WWD1/12/04
Fresh Start
By Sharon Edelson
NEW YORK — At the opening of his
conTEMPorary Gallery last year — just before
some movable shelving fell on the head of artist Laura
Emmerick and after electro-punk band A.R.E. Weapons
began performing on the second floor — Kenny
Schachter stated the obvious: “I thrive on chaos.”
Admittedly, Schachter, an independent
curator, self-taught artist and formerly itinerant
dealer, takes on too many projects and pushes deadlines
too close to the wire.
And if experience is a guide, Schachter
is again setting himself up for a stressful time.
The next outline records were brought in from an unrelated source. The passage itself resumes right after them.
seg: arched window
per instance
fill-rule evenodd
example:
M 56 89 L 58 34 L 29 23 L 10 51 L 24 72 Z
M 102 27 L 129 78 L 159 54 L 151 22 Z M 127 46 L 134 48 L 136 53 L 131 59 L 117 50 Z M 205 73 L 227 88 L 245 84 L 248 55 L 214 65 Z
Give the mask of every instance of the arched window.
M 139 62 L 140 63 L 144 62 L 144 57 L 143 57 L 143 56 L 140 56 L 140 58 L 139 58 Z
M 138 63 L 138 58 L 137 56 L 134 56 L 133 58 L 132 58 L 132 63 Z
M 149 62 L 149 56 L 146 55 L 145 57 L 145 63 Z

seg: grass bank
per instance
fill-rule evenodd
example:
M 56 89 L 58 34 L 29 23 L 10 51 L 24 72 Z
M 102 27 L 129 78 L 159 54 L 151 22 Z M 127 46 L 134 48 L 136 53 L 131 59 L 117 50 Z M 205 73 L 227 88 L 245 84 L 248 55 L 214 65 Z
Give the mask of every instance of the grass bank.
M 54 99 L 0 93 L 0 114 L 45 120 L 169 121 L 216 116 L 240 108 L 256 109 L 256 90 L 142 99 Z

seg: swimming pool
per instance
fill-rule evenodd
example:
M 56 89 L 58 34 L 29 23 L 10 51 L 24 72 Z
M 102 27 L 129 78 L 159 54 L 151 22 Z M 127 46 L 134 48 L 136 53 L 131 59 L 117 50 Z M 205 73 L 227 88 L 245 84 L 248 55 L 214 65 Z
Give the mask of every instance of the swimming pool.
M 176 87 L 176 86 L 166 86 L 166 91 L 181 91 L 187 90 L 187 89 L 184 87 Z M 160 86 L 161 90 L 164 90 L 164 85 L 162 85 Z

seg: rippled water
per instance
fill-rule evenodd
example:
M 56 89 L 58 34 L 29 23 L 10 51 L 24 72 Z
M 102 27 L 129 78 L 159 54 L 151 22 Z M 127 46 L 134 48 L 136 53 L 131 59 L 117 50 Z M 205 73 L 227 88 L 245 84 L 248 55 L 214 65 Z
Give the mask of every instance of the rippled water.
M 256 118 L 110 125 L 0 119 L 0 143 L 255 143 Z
Beginning this spring, he’s moving conTEMPorary
from Charles Lane to a larger space on Hudson and
Dominick Streets here, opening a venue for art on
London’s Hoxton Square near Jay Jopling’s
prestigious contemporary art gallery White Cube, and
relocating his family.
“My wife is pressuring me to move to London.
She wants to be closer to her father, in Europe,”
Schachter said, referring to Ilona Rich, the daughter
of New York-based Denise Rich and her ex-husband,
pardoned fugitive financier Marc Rich.
Ilona, an artist and fashion designer, has been working
on a new collection and hopes to open a boutique in
London, Schachter said.
It often seems as if Schachter does
his best work under duress. In the Nineties, he staged
temporary art shows in vacant garages and storefronts
that brought a rougher edge and a less commercial
agenda to the increasingly polished New York art scene.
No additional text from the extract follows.